Yang jelas, sebagaimana kata Asy-Syaukani dalam tafsirnya Fath Al-Qadir bahwa ulul amri yang dimaksud dalam surah An-Nisa` ayat 59 di atas adalah para pemimpin, sulthan, hakim, dan semua yang memiliki wilayah (kepemimpinan) secara syar’i, bukan kepemimpinan dengan sistem thaghut. Padahal semua undang-undang yang bertentangan dengan hukum Allah maka dia termasuk thaghut. Jadi, ketaatan pada pemimpin yang tidak menegakkan hukum Allah, bahkan memerangi orang yang hendak menegakkannya adalah ketaatan karena darurat, bukan ketaatan atas dasar kerelaan.
Kesimpulan:
- Ketaatan pada pemimpin yang tidak menerapkan syariat hanyalah ketaatan karena maslahat, bukan ketaatan ideal yang menjadi dasar akidah ahlus sunnah. Selama ada kemampuan untuk menggantinya tanpa terjadi kekacauan atau mudharat yang lebih besar maka hendaklah kaum muslimin menggantinya dengan yang lebih baik yang bisa menegakkan syariat Islam. Wallahu a’lam.
- Tidak taat bukan berarti lantas memberontak dengan kekuatan bersenjata karena semua itu harus mempertimbangkan maslahat dan mudharat seperti pesan Imam Malik di atas. Selama dakwah masih dimungkinkan maka harus ditempuh cara dakwah atau merebut kekuasaan tanpa pertumpahan darah melalui jalur damai.
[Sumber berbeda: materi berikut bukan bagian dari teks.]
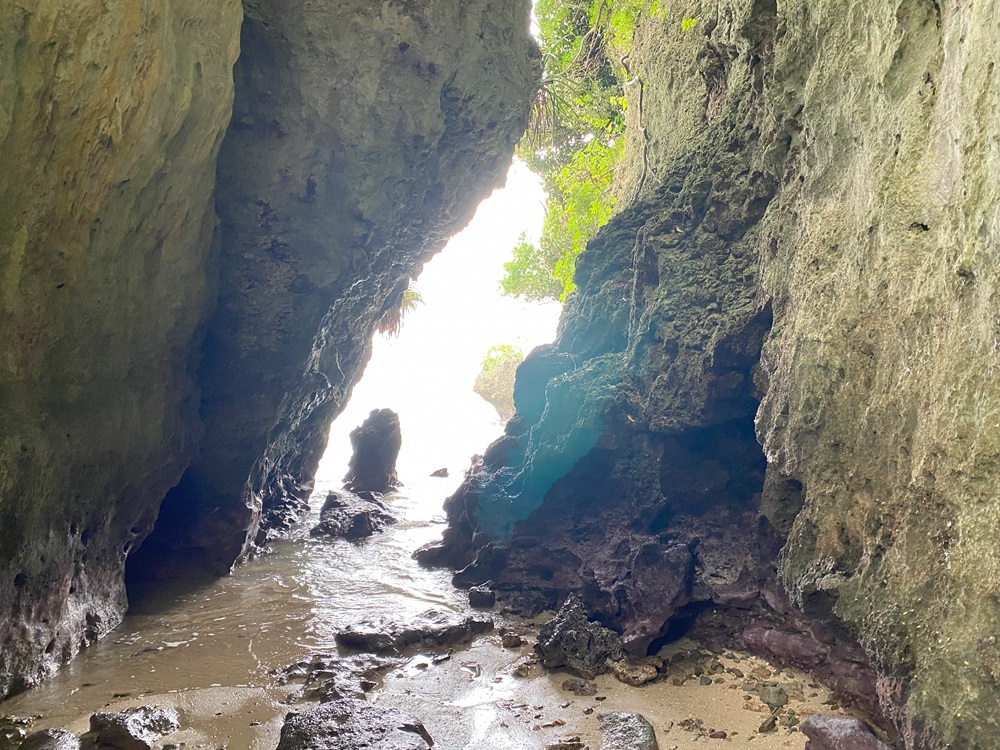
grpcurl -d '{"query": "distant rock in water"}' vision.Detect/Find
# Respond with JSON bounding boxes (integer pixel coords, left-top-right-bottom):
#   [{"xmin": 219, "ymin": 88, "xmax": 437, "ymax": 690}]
[
  {"xmin": 344, "ymin": 409, "xmax": 403, "ymax": 492},
  {"xmin": 309, "ymin": 492, "xmax": 396, "ymax": 539}
]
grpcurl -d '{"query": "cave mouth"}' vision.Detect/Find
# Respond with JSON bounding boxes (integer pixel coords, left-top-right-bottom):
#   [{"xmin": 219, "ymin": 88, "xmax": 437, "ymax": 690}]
[{"xmin": 126, "ymin": 161, "xmax": 561, "ymax": 602}]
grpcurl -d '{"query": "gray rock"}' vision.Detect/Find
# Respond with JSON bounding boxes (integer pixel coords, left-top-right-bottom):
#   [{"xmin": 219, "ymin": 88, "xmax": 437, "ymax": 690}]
[
  {"xmin": 535, "ymin": 594, "xmax": 624, "ymax": 679},
  {"xmin": 277, "ymin": 699, "xmax": 434, "ymax": 750},
  {"xmin": 309, "ymin": 491, "xmax": 396, "ymax": 539},
  {"xmin": 800, "ymin": 714, "xmax": 892, "ymax": 750},
  {"xmin": 18, "ymin": 729, "xmax": 80, "ymax": 750},
  {"xmin": 336, "ymin": 610, "xmax": 493, "ymax": 654},
  {"xmin": 597, "ymin": 711, "xmax": 660, "ymax": 750},
  {"xmin": 469, "ymin": 586, "xmax": 497, "ymax": 609},
  {"xmin": 88, "ymin": 706, "xmax": 180, "ymax": 750}
]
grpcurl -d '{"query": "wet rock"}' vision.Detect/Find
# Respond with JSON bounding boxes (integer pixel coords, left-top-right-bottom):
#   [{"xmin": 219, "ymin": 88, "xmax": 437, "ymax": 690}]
[
  {"xmin": 608, "ymin": 656, "xmax": 663, "ymax": 686},
  {"xmin": 344, "ymin": 409, "xmax": 403, "ymax": 492},
  {"xmin": 535, "ymin": 594, "xmax": 624, "ymax": 679},
  {"xmin": 469, "ymin": 586, "xmax": 497, "ymax": 609},
  {"xmin": 336, "ymin": 610, "xmax": 493, "ymax": 654},
  {"xmin": 18, "ymin": 729, "xmax": 80, "ymax": 750},
  {"xmin": 309, "ymin": 491, "xmax": 396, "ymax": 539},
  {"xmin": 276, "ymin": 700, "xmax": 434, "ymax": 750},
  {"xmin": 597, "ymin": 711, "xmax": 660, "ymax": 750},
  {"xmin": 800, "ymin": 714, "xmax": 892, "ymax": 750},
  {"xmin": 88, "ymin": 706, "xmax": 180, "ymax": 750},
  {"xmin": 562, "ymin": 677, "xmax": 597, "ymax": 696}
]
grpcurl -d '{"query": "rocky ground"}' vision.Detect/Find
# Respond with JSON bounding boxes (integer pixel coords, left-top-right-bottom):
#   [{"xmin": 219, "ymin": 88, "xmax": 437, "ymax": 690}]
[{"xmin": 0, "ymin": 615, "xmax": 886, "ymax": 750}]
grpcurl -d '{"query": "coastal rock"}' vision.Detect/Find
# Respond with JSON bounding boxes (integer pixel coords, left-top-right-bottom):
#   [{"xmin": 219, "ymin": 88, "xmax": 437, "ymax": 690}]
[
  {"xmin": 17, "ymin": 729, "xmax": 82, "ymax": 750},
  {"xmin": 276, "ymin": 700, "xmax": 434, "ymax": 750},
  {"xmin": 88, "ymin": 706, "xmax": 180, "ymax": 750},
  {"xmin": 535, "ymin": 595, "xmax": 624, "ymax": 680},
  {"xmin": 309, "ymin": 491, "xmax": 396, "ymax": 539},
  {"xmin": 799, "ymin": 714, "xmax": 892, "ymax": 750},
  {"xmin": 597, "ymin": 711, "xmax": 660, "ymax": 750},
  {"xmin": 336, "ymin": 610, "xmax": 493, "ymax": 654},
  {"xmin": 344, "ymin": 409, "xmax": 403, "ymax": 493}
]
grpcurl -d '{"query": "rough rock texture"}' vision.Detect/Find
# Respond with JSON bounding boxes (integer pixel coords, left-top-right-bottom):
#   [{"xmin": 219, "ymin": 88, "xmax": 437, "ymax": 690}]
[
  {"xmin": 277, "ymin": 699, "xmax": 434, "ymax": 750},
  {"xmin": 137, "ymin": 0, "xmax": 538, "ymax": 574},
  {"xmin": 423, "ymin": 0, "xmax": 1000, "ymax": 749},
  {"xmin": 336, "ymin": 609, "xmax": 493, "ymax": 654},
  {"xmin": 344, "ymin": 409, "xmax": 403, "ymax": 493},
  {"xmin": 309, "ymin": 492, "xmax": 396, "ymax": 539},
  {"xmin": 799, "ymin": 714, "xmax": 890, "ymax": 750},
  {"xmin": 0, "ymin": 0, "xmax": 241, "ymax": 697},
  {"xmin": 597, "ymin": 711, "xmax": 660, "ymax": 750},
  {"xmin": 535, "ymin": 595, "xmax": 624, "ymax": 680}
]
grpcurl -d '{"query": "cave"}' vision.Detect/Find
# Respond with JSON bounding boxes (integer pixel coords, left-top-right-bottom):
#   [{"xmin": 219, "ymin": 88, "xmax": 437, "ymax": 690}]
[{"xmin": 0, "ymin": 0, "xmax": 1000, "ymax": 750}]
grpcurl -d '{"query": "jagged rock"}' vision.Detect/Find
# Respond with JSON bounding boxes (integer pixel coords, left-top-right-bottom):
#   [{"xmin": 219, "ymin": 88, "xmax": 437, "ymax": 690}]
[
  {"xmin": 799, "ymin": 714, "xmax": 892, "ymax": 750},
  {"xmin": 309, "ymin": 491, "xmax": 396, "ymax": 539},
  {"xmin": 17, "ymin": 729, "xmax": 81, "ymax": 750},
  {"xmin": 535, "ymin": 594, "xmax": 624, "ymax": 679},
  {"xmin": 87, "ymin": 706, "xmax": 180, "ymax": 750},
  {"xmin": 469, "ymin": 586, "xmax": 497, "ymax": 609},
  {"xmin": 276, "ymin": 700, "xmax": 434, "ymax": 750},
  {"xmin": 597, "ymin": 711, "xmax": 660, "ymax": 750},
  {"xmin": 336, "ymin": 610, "xmax": 493, "ymax": 654},
  {"xmin": 277, "ymin": 654, "xmax": 399, "ymax": 703},
  {"xmin": 608, "ymin": 656, "xmax": 663, "ymax": 686},
  {"xmin": 344, "ymin": 409, "xmax": 403, "ymax": 492}
]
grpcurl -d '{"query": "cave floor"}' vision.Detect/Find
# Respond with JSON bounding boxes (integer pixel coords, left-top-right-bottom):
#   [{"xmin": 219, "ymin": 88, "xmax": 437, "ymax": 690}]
[{"xmin": 0, "ymin": 482, "xmax": 852, "ymax": 750}]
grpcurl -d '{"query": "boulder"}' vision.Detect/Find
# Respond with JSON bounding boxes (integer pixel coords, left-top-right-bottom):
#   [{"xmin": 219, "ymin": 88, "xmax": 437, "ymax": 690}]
[
  {"xmin": 597, "ymin": 711, "xmax": 660, "ymax": 750},
  {"xmin": 277, "ymin": 699, "xmax": 434, "ymax": 750},
  {"xmin": 535, "ymin": 594, "xmax": 625, "ymax": 679},
  {"xmin": 309, "ymin": 491, "xmax": 396, "ymax": 539},
  {"xmin": 336, "ymin": 610, "xmax": 493, "ymax": 654},
  {"xmin": 344, "ymin": 409, "xmax": 403, "ymax": 492},
  {"xmin": 799, "ymin": 714, "xmax": 892, "ymax": 750},
  {"xmin": 88, "ymin": 706, "xmax": 180, "ymax": 750}
]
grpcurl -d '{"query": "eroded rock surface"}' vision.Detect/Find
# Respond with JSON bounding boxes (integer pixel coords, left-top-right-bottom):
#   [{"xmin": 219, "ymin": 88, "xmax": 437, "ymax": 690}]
[
  {"xmin": 344, "ymin": 409, "xmax": 403, "ymax": 493},
  {"xmin": 277, "ymin": 700, "xmax": 434, "ymax": 750},
  {"xmin": 309, "ymin": 491, "xmax": 396, "ymax": 539}
]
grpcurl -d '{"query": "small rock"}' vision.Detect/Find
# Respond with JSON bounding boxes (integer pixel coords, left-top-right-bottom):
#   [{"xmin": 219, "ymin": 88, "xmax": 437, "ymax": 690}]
[
  {"xmin": 276, "ymin": 699, "xmax": 434, "ymax": 750},
  {"xmin": 469, "ymin": 586, "xmax": 497, "ymax": 609},
  {"xmin": 757, "ymin": 685, "xmax": 788, "ymax": 709},
  {"xmin": 597, "ymin": 711, "xmax": 660, "ymax": 750},
  {"xmin": 17, "ymin": 729, "xmax": 80, "ymax": 750},
  {"xmin": 88, "ymin": 706, "xmax": 180, "ymax": 750},
  {"xmin": 757, "ymin": 714, "xmax": 778, "ymax": 734},
  {"xmin": 799, "ymin": 714, "xmax": 891, "ymax": 750},
  {"xmin": 608, "ymin": 656, "xmax": 663, "ymax": 686}
]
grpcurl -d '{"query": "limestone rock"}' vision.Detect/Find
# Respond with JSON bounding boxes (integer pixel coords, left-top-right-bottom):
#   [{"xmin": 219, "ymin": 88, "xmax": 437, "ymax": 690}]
[
  {"xmin": 344, "ymin": 409, "xmax": 403, "ymax": 493},
  {"xmin": 535, "ymin": 595, "xmax": 623, "ymax": 680},
  {"xmin": 277, "ymin": 700, "xmax": 434, "ymax": 750},
  {"xmin": 800, "ymin": 714, "xmax": 890, "ymax": 750},
  {"xmin": 0, "ymin": 0, "xmax": 242, "ymax": 697},
  {"xmin": 88, "ymin": 706, "xmax": 180, "ymax": 750},
  {"xmin": 597, "ymin": 711, "xmax": 660, "ymax": 750},
  {"xmin": 309, "ymin": 491, "xmax": 396, "ymax": 539}
]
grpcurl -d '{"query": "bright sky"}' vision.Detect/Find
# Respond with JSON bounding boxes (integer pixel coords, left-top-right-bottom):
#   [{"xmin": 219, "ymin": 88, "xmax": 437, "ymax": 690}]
[{"xmin": 317, "ymin": 162, "xmax": 560, "ymax": 483}]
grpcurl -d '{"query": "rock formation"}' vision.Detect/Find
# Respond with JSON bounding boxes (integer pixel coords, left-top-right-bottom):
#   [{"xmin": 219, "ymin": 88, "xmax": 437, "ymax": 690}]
[
  {"xmin": 0, "ymin": 0, "xmax": 538, "ymax": 696},
  {"xmin": 344, "ymin": 409, "xmax": 403, "ymax": 493},
  {"xmin": 423, "ymin": 0, "xmax": 1000, "ymax": 748}
]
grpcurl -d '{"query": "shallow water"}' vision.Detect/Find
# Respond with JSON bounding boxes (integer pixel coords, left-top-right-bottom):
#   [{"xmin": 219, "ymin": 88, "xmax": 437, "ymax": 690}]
[{"xmin": 0, "ymin": 477, "xmax": 467, "ymax": 726}]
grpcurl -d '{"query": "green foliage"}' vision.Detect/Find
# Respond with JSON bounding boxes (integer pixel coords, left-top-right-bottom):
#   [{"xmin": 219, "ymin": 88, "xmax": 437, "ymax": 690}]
[
  {"xmin": 480, "ymin": 344, "xmax": 524, "ymax": 377},
  {"xmin": 500, "ymin": 0, "xmax": 666, "ymax": 301}
]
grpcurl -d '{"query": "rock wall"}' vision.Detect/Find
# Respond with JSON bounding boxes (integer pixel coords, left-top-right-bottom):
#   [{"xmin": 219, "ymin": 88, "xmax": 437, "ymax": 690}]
[
  {"xmin": 423, "ymin": 0, "xmax": 1000, "ymax": 748},
  {"xmin": 0, "ymin": 0, "xmax": 538, "ymax": 696},
  {"xmin": 0, "ymin": 0, "xmax": 241, "ymax": 696}
]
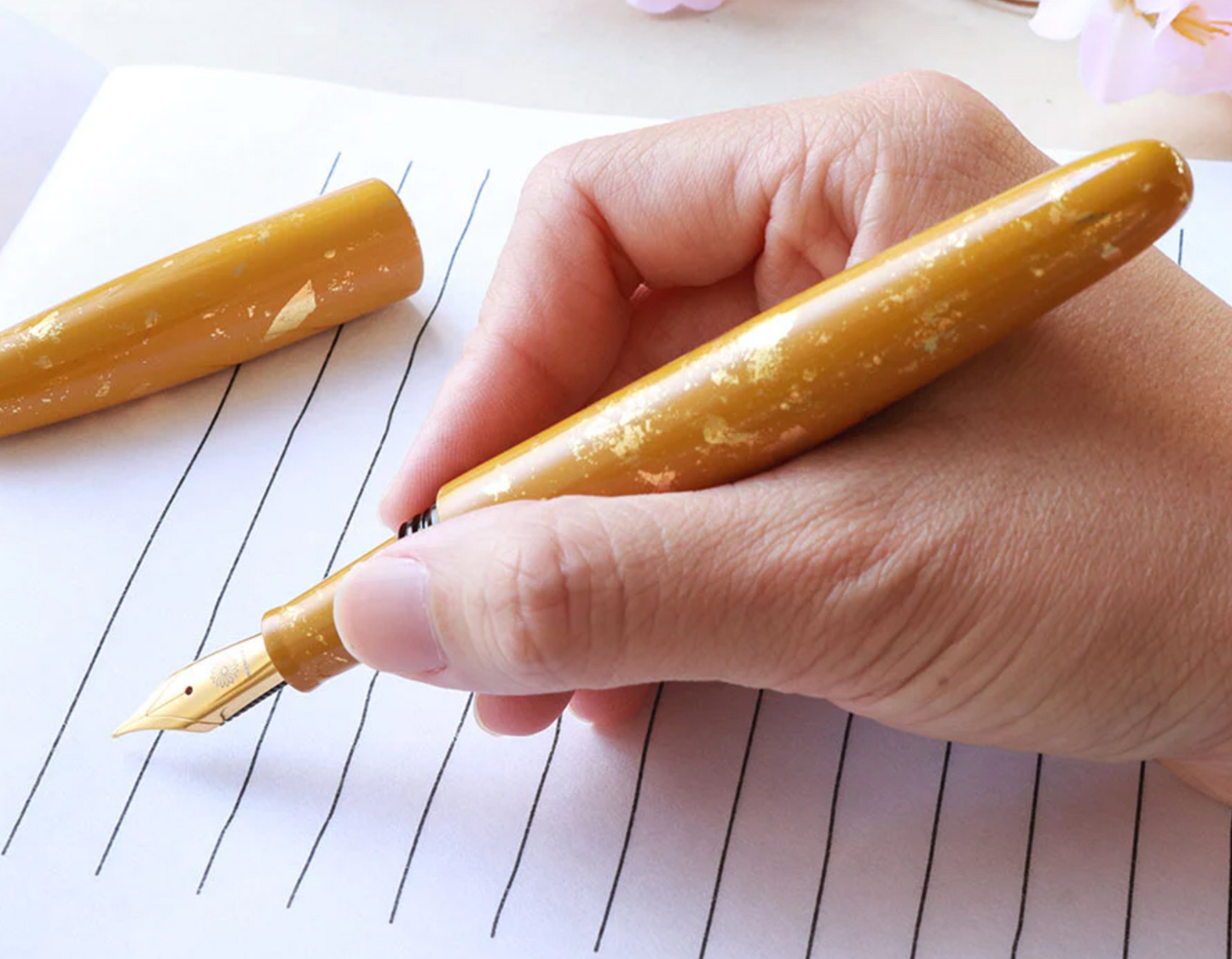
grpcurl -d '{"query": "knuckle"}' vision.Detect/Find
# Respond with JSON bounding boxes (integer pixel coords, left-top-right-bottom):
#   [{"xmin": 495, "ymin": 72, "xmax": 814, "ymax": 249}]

Anshari Taslim, 1 April 2015.
[1] Lihat Syarh Shahih Muslim oleh An-Nawawi 12/229, menukil dari Al-Qadhi Iyadh:
فَلَوْ طَرَأَ عَلَيْهِ كُفْرٌ وَتَغْيِيرٌ لِلشَّرْعِ أَوْ بِدْعَةٌ خَرَجَ عَنْ حُكْمِ الْوِلَايَةِ وَسَقَطَتْ طَاعَتُهُ وَوَجَبَ عَلَى الْمُسْلِمِينَ الْقِيَامُ عَلَيْهِ وَخَلْعُهُ وَنَصْبُ إِمَامٍ عَادِلٍ إِنْ أَمْكَنَهُمْ ذَلِكَ فَإِنْ لَمْ يَقَعْ ذَلِكَ إِلَّا لِطَائِفَةٍ وَجَبَ عَلَيْهِمُ الْقِيَامُ بِخَلْعِ الْكَافِرِ وَلَا يَجِبُ فِي الْمُبْتَدِعِ إِلَّا إِذَا ظَنُّوا الْقُدْرَةَ عَلَيْهِ فَإِنْ تَحَقَّقُوا الْعَجْزَ لَمْ يَجِبِ الْقِيَامُ وَلْيُهَاجِرِ الْمُسْلِمُ عَنْ أَرْضِهِ إِلَى غَيْرِهَا وَيَفِرَّ بِدِينِهِ
“Kalau terjadi kekufuran padanya atau dia mengubah syariat atau melakukan bid’ah maka keluarlah dia dari hak kepemimpinan dan gugurlah ketaatan untuknya serta wajiblah bagi kaum muslimin untuk menggulingkannya dengan mengangkat pemimpin yang adil bila memang memungkinkan. Kalau itu tidak bisa dilakukan kecuali oleh sebagian orang maka wajib atas mereka menggulingkan pemimpin kafir tapi tidak wajib menggulingkan mubtadi’ (pembuat bid’ah dalam akidah –penerj) kecuali kalau mereka merasa sanggup (menggulingkannya).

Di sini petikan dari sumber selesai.